Stephen Schwarzman is the founder, chairman, CEO of Blackstone Group and Schwarzman College is named after him.
In 2013, Schwarzman contributed $100 million to establish a full master’s scholarship with Tsinghua University. The one-year program is modeled after Oxford’s Rhodes Scholarship in the United Kingdom.
The Tsinghua scholarship was officially established in October 2015 and the first 110 recipients began their studies in September of 2016. Of these, 20 percent were from China, 40 percent from the United States, and 40 percent from elsewhere.
An additional $435 million of funding was provided by the United States, the United Kingdom, and China. Corporate donors included BP and Delta Air Lines.
According to some observers, Schwarzman established the college and the scholarships to create further networking opportunities with China’s communist elite. Others have pointed out that in 2007, the CCP had earlier acquired a $3 billion stake in the Blackstone Group.

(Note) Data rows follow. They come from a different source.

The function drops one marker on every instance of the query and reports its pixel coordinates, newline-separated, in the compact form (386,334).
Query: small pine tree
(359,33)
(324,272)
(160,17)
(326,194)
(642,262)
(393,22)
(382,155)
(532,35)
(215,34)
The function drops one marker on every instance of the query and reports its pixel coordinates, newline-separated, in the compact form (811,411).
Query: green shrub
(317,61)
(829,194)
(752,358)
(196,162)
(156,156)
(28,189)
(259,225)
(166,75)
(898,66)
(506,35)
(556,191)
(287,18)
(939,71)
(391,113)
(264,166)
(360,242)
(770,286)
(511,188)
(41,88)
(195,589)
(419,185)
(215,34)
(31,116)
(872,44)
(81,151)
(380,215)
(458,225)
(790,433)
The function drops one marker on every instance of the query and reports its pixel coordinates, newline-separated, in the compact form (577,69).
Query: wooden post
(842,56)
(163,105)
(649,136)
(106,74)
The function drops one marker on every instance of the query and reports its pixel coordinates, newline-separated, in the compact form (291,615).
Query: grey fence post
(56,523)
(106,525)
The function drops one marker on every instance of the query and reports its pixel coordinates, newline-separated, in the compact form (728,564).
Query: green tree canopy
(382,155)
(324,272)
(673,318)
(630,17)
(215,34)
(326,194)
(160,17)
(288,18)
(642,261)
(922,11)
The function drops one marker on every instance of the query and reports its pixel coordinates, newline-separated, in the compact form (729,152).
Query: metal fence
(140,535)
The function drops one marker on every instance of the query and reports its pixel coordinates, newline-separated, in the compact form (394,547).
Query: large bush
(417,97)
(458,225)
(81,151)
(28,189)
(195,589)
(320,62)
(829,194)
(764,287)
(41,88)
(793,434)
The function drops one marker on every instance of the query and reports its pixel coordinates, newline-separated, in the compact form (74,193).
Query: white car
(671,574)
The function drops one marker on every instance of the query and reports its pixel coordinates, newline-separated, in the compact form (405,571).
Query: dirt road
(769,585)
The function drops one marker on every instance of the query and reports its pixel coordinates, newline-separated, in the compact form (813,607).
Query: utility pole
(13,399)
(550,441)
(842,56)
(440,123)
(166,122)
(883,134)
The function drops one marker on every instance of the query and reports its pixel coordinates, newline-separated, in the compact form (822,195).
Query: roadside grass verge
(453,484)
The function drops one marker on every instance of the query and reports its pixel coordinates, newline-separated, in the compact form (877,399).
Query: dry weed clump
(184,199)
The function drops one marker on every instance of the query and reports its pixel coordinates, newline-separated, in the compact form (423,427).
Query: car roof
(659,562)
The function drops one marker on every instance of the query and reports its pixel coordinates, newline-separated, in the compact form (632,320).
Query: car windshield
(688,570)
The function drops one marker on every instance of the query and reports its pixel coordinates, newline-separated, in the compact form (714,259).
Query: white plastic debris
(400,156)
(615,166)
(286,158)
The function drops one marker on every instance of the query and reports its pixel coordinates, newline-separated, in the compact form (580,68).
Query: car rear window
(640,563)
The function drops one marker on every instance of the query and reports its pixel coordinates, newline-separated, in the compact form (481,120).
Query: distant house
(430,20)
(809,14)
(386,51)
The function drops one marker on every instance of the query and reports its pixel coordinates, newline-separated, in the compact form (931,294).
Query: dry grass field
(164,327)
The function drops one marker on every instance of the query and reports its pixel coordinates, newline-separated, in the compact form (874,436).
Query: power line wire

According to Chinese media The Time Weekly, Schwarzman College attracts outstanding foreign students who are “expected to become world-class political and business leaders.”
Much like China’s Confucius Institutes located in 134 countries, Schwarzman has been criticized as a being a conduit for expanding the CCP’s international influence.
Schwarzman has said he was not worried about the CCP interfering in the academic freedoms of students at the college because the project is supported by top party officials.
But the communist regime does maintain strict rules about what colleges and universities can teach. Those rules regulate the content of lessons in history and politics. Mandatorily excluded from textbooks and lectures is content about universal values, Western human rights, and the tenets of democracy.
Schwarzman College’s Chinese name is “Schwarzman Shuyuan”. “Shuyuan” means the Academy of Learning.
Li Yuanhua said that the essence of CCP’s education is authoritarianism, while the “Shuyuan,” which was popular during the Southern Song Dynasty in China, was characterized by “freely teaching different theories.” The Song Dynasty (960-1270) was perhaps the most open and intellectually brilliant era in China’s history.
Li said the CCP is masking the true essence of its authoritarian ideology to students by referring to Schwarzman College as “Schwarzman Shuyuan.”